Another related post.

http://forums.accuratereloading.com/eve/forums/a/tpc/f/2511043/m/2661028211?r=2661028211#2661028211

As you can see, there are strong opinions around this method. For me, it's just another tool to try to keep from blowing my actions apart.
 
Good! You're taking data and analyzing results.

I didn't read closely enough to pick up how the test estimated pressure. If it's from QuickLoad, I'm a little squirmy about how much error that might introduce into the system.

However, you did measure MV and over a normal operating range for a load, MV is highly correlated with pressure. So you can use MV as a substitute for pressure (or powder charge).

If you have MV data for a range of loads you can plot MV on the horizontal axis and PRE or some other estimate of pressure on the vertical axis. The R^2 value for the plot will give a pretty good sense of of the sum of all the random errors in the system. Since chronographs are very highly repeatable, practically all the random error should be the PRE/CHE error.

If you want to see how the data look, I'll be happy to run it through QuikSigma for everyone to see.
 
Modulus of Elasticity- Cartridge Brass + Olin Info.
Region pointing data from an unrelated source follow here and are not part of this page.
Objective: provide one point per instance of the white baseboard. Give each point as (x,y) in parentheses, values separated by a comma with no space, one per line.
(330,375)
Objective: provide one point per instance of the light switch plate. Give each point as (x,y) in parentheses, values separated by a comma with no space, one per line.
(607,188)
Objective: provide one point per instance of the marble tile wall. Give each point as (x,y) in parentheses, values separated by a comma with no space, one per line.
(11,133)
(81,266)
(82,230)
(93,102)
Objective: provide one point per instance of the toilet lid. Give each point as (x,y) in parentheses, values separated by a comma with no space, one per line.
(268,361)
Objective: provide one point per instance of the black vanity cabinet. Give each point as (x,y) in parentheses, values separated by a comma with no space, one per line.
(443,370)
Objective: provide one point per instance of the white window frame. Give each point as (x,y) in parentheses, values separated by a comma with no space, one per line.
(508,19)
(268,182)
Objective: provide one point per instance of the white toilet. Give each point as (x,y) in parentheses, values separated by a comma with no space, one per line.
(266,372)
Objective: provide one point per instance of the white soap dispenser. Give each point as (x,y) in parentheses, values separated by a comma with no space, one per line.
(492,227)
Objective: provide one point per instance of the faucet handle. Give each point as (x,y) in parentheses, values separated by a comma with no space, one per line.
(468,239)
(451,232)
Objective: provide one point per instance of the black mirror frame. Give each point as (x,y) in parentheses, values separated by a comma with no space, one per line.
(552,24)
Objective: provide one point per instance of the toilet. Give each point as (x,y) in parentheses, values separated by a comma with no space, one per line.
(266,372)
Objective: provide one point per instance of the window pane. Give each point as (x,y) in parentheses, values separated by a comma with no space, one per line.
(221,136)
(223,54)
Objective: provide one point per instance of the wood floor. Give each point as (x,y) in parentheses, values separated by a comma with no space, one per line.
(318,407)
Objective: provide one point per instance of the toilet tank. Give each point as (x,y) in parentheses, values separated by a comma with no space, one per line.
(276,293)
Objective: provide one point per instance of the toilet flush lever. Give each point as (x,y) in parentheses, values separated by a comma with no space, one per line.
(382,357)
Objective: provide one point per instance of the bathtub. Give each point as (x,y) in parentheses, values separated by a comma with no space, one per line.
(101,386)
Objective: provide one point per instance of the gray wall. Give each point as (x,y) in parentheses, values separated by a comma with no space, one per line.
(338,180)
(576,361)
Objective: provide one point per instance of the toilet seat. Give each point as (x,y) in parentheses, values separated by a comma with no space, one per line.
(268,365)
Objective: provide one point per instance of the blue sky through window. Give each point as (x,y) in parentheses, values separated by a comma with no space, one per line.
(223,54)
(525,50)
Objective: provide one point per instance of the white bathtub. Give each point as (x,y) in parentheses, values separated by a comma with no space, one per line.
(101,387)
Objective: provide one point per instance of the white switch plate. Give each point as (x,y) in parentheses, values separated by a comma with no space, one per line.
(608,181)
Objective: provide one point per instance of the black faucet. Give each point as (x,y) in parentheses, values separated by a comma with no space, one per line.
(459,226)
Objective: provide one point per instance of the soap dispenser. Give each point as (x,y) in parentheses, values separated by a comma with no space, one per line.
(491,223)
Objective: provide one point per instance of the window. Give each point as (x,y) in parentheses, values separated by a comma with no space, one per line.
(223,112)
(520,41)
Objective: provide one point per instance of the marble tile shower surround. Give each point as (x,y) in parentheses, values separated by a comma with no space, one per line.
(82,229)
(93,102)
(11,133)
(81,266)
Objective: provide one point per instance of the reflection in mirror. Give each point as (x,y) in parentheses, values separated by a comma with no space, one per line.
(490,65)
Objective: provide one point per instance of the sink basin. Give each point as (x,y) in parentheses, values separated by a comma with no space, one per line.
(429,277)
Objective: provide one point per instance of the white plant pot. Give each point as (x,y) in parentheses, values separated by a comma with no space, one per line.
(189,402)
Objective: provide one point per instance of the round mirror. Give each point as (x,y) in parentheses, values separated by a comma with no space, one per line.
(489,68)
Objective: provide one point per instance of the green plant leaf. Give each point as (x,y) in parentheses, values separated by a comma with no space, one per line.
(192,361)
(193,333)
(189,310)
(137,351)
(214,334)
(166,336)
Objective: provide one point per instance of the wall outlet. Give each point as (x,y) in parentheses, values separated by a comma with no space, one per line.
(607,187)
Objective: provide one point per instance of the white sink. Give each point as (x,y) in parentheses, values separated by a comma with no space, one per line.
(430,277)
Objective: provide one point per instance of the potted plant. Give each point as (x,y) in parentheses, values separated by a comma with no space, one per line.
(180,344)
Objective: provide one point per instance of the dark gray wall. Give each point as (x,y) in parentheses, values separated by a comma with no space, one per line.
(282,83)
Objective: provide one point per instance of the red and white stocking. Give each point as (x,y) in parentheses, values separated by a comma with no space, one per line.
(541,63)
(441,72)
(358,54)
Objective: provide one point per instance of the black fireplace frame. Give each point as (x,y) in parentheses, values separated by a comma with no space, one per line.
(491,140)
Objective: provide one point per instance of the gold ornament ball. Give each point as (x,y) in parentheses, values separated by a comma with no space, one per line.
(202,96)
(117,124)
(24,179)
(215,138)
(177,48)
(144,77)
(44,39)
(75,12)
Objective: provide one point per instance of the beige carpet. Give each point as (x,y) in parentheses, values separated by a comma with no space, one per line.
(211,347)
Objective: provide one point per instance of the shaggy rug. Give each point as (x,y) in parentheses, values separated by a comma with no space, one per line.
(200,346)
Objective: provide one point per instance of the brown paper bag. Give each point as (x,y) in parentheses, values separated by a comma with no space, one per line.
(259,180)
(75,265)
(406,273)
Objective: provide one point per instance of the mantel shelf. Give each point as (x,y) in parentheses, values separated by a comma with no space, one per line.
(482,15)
Saw this online, found it interesting.
modulus of elasticity- Cartridge Brass-
Material is 70 copper/30 zinc with trace amounts of lead & iron , called C26000. Material starts to yield at 15,000 PSI when soft (annealed), and 63,000 PSI when hard.
Material yields, but continues to get stronger up to 47,000 PSI when soft, and 76,000 PSI
when work hardened. Modulus of Elasticity is 16,000,000 PSI. This means to pull a 1.000 inch long strip to 1.001 inch long induces a 16,000 PSI stress.
So if you pull a 1.000 inch strip to 1.005 inch long, you get about 76,000 PSI, which is the max obtainable.